# Dog won't stop whining



## ak_traveler (Nov 26, 2009)

Hi all, I hope you can help me. One of my pups, Fergie, whines incessantly if she isn't given the attention she thinks she deserves. Only problem is, what she wants is CONSTANT attention and there's just sometimes that I can't hold her in my lap. If we are in the same room with her, she wants to be a lap dog. If we go into another room, she whines and barks like she's been left at the pound. If we leave to go out like to the store or something, she sees us getting our shoes and stuff and barks, whines, jumps and acts like a complete fool.
We take her out when we can but she can't go with us everywhere. We would like to take her more places, but leaving her in the car when we go someplace isn't feasible until she quits this whining/barking. We also want to take her camping and rving with us, but we are afraid she will become an annoyance to the other folks there and we won't be welcome anymore.
In order for her to go out more she needs to stop this carrying on. And she won't quit this carrying on as long as she's left at home. A vicious circle!
She's a good dog and she likes to be part of the family. I understand that. But she also needs to learn how to behave in public. There are just some places, unfortunately, that aren't dog friendly and she has to understand that she can't go with us every minute of every day.


----------



## doxiemommy (Dec 18, 2009)

We rescued a chihuahua-dachshund mix, Abby, a couple months ago; we already had an 8 month old mini dachshund. Abby is a whiner, too. When we leave the room she whines. She even whines if one of us leaves, but one is still in the room! She used to whine if we were in the room, but not paying attention to her, but that has stopped.
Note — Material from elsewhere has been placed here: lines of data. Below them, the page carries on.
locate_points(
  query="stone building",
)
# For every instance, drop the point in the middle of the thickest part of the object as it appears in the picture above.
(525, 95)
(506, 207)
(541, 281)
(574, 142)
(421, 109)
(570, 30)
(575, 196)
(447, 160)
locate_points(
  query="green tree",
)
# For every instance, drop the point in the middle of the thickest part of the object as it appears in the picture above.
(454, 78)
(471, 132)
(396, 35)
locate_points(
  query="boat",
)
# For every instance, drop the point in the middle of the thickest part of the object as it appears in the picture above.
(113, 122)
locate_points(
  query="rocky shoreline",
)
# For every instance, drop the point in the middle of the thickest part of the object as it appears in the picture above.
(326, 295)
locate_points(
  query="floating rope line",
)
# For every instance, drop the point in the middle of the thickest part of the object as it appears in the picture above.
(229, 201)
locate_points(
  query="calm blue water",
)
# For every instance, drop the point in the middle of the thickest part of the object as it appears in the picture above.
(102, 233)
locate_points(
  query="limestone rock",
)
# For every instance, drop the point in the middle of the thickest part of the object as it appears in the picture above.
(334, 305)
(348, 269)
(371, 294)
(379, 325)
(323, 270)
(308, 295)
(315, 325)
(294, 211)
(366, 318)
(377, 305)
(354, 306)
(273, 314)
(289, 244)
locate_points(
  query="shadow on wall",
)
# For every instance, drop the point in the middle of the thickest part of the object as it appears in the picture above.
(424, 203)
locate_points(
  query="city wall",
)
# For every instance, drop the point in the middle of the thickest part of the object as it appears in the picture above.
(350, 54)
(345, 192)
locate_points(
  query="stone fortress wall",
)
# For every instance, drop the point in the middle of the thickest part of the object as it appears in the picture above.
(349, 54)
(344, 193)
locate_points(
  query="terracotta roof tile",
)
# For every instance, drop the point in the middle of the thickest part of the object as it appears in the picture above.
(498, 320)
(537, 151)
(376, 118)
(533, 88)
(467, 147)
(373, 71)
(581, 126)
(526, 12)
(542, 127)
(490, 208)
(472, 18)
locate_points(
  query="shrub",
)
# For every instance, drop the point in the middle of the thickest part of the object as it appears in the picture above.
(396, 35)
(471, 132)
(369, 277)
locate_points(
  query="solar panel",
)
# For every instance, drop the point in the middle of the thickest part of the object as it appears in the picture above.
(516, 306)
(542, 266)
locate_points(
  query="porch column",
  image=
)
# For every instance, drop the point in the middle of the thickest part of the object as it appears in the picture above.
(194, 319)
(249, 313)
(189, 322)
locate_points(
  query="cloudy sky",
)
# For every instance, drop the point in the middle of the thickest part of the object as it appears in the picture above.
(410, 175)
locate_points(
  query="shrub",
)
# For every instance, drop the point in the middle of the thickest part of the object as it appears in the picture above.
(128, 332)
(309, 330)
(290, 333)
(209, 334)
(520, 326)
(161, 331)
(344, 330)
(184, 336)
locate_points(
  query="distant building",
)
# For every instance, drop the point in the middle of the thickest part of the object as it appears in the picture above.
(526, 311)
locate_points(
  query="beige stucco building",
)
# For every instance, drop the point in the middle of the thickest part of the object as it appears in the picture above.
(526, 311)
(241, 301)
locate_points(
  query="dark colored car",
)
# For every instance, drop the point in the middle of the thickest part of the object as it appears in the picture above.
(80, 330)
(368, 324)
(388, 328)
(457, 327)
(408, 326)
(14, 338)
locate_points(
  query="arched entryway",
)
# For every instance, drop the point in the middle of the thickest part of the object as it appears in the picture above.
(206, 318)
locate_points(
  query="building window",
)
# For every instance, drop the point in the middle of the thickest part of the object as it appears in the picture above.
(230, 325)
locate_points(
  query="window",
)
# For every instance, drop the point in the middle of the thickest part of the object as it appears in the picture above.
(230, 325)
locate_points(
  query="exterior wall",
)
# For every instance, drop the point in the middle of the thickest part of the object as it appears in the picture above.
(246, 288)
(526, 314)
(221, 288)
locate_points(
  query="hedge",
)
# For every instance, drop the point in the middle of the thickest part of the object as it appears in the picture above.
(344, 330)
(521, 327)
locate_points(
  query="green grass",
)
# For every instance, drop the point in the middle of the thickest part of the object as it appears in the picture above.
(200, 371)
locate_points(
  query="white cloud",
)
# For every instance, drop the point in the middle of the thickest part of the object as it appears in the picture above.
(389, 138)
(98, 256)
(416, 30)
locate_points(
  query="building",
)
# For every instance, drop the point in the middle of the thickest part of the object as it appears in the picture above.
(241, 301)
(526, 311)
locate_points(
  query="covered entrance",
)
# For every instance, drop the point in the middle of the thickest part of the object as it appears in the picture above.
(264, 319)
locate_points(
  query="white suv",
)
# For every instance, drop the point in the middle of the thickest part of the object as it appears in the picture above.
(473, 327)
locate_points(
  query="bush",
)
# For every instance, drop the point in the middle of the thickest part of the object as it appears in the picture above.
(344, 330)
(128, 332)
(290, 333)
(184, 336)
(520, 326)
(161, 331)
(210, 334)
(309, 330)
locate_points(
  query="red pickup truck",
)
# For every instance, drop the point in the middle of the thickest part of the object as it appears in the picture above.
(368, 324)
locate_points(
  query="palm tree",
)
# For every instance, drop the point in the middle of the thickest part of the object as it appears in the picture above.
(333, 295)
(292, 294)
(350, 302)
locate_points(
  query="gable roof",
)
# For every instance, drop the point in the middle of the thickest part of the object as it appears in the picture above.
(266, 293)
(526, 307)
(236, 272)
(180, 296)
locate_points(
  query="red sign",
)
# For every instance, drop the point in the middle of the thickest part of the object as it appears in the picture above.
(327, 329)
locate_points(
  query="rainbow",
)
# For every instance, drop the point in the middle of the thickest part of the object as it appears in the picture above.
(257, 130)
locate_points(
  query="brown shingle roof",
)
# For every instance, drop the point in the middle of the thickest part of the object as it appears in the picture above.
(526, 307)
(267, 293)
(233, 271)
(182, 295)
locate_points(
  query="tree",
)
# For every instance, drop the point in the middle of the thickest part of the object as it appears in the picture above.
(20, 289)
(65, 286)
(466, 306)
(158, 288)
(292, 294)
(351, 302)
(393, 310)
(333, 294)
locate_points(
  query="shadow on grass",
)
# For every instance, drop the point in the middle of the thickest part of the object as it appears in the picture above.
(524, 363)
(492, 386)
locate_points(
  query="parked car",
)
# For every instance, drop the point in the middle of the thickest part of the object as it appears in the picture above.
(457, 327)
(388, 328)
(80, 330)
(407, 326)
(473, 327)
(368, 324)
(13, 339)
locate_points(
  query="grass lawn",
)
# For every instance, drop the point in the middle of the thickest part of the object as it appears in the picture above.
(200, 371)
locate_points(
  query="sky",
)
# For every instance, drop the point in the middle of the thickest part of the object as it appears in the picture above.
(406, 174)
We just ignore her when she whines, and it really seems to have gotten better. If she whines when I go into another room, I don't talk to her or tell her to shhh, I just ignore her. After about 1 minute, she will stop and go find something else to do.

But, when we both leave the house, we are a bit worried about the whining irritating the neighbors, so we put the puppies in the kitchen, with the baby gate, and we give them their Kongs stuffed with treats and peanut butter. It really keeps them from whining while we leave!  It's the peanut butter, for sure! If we skip the peanut butter and just fill the Kongs with treats, they like them, but will still whine. With the peanut butter, the house could fall down around them and they wouldn't notice!


----------



## sassafras (Jun 22, 2010)

Don't give in to her _demands_ for attention; rather, give her attention on your terms. If she paws, nudges, or whines at you ignore her - not even eye contact! Stand up and turn your back on her if you have to. Be alert for the point when she (hopefully) gives up and is quiet/not soliciting attention -- if it is even for a second that's when you swoop in and ask her to sit and _then_ give her attention for doing what you ask. She only gets to come up on furniture by your invitation, not by her own choice -- and yes, it may take what feels like a hundred repetitions of "off" and her getting back on before she gives up, at which point you can invite her to lay quietly by you on the couch (BTDT).
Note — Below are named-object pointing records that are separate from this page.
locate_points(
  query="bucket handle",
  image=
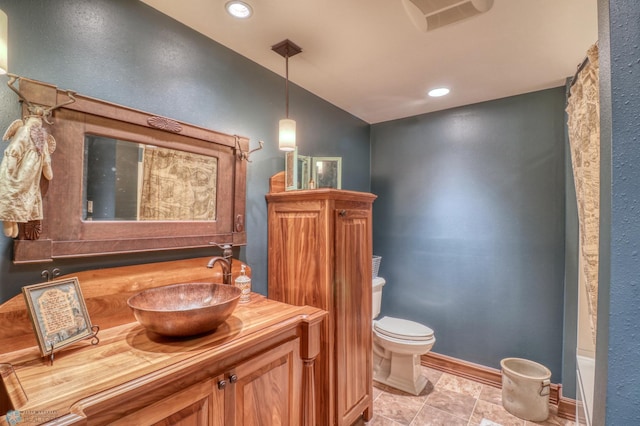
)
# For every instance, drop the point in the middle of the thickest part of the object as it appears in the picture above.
(546, 387)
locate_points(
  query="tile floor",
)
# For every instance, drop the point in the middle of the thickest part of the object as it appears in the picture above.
(447, 400)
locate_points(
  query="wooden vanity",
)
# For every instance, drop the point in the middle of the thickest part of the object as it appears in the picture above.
(258, 365)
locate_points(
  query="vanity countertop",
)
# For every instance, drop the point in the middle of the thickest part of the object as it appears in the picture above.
(84, 376)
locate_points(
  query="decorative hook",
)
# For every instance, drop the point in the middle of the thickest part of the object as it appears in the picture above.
(38, 110)
(244, 155)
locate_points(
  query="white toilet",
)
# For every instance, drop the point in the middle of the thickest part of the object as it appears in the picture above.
(397, 346)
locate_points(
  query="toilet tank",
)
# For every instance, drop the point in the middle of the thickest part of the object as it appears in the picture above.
(376, 296)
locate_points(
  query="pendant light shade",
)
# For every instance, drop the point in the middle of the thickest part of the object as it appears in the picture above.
(287, 139)
(3, 42)
(287, 128)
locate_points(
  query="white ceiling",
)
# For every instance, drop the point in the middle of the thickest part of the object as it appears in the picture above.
(366, 56)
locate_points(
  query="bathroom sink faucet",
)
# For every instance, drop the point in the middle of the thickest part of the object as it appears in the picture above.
(226, 261)
(226, 267)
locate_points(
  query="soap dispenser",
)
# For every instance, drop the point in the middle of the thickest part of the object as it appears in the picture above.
(243, 282)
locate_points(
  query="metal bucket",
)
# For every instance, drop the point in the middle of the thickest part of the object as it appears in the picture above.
(525, 389)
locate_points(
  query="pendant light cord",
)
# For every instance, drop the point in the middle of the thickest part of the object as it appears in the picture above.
(286, 85)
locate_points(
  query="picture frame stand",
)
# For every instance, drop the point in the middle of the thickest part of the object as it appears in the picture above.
(94, 341)
(59, 315)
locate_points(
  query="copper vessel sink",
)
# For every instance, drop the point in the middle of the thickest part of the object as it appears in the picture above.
(184, 309)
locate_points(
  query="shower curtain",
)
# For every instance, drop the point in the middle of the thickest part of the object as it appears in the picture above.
(583, 110)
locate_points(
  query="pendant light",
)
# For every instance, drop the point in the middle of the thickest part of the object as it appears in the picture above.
(287, 127)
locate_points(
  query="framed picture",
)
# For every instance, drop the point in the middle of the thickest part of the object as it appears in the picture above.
(58, 313)
(304, 171)
(291, 170)
(327, 172)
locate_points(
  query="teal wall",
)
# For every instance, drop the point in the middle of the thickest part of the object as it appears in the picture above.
(617, 399)
(125, 52)
(470, 224)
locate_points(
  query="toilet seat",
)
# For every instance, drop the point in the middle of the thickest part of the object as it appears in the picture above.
(402, 329)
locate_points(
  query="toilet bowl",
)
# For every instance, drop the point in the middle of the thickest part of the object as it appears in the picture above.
(397, 347)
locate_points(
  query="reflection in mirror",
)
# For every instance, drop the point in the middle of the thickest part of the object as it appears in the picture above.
(125, 180)
(304, 171)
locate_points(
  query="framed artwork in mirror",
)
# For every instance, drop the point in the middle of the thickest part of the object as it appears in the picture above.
(291, 170)
(58, 313)
(327, 172)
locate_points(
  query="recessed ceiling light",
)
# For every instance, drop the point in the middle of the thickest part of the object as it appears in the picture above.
(440, 91)
(239, 9)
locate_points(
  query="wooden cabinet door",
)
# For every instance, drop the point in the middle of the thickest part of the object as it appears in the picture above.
(352, 309)
(196, 405)
(268, 389)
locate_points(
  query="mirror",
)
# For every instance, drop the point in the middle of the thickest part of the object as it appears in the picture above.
(104, 199)
(124, 180)
(306, 172)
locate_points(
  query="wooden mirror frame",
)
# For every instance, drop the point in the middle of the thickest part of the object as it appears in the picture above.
(62, 232)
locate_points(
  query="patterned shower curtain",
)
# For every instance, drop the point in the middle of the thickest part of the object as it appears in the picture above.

It's hard, very hard, to be consistent and not feel like you aren't allowed to pet your dog. But once she learns you are not at your beck and call in her presence, she will hopefully not expect you to be at her beck and call in her absence, either.

(If your dog truly has separation anxiety rather than just being very entitled and demanding of attention, this stuff isn't going to cut it... but for those dogs who just think the universe revolves around them and need an attitude adjustment it's a good start.)


----------



## Ronin rogue (Jun 23, 2010)

sassafras said:


> Don't give in to her _demands_ for attention; rather, give her attention on your terms. If she paws, nudges, or whines at you ignore her - not even eye contact! Stand up and turn your back on her if you have to. Be alert for the point when she (hopefully) gives up and is quiet/not soliciting attention -- if it is even for a second that's when you swoop in and ask her to sit and _then_ give her attention for doing what you ask. She only gets to come up on furniture by your invitation, not by her own choice


In this case you are punishing her by ignoring her. Only punish her for inappropriate behavior. When she comes to you and quietly rests her head on your arm rest, that is an appropriate way to ask for affection. IMO 

Different people have different ideas of what is and is not appropriate. Reward her when she asks the right way and ignore her when she asks the wrong way. Remember to be consistent.


----------



## sassafras (Jun 22, 2010)

Ronin rogue said:


> In this case you are punishing her by ignoring her. Only punish her for inappropriate behavior. When she comes to you and quietly rests her head on your arm rest, that is an appropriate way to ask for affection. IMO
> 
> Different people have different ideas of what is and is not appropriate. Reward her when she asks the right way and ignore her when she asks the wrong way. Remember to be consistent.


Oh absolutely everyone is going to have their own opinions and tolerances for what behaviors are ok. The nice thing is, the principle is the same regardless of where anyone's personal limits lie.

(In our house we have a hardcore "give an inch, take a mile" boundaries-pusher. It takes her about a half-second to conclude things like that "since resting my head on the armrest is ok, I'm going to see if shoving my head in your armpit is ok, too". So we have to be very strict and consistent about acceptable attention-seeking behavior, which is pretty much just come and sit or lie down politely.)


----------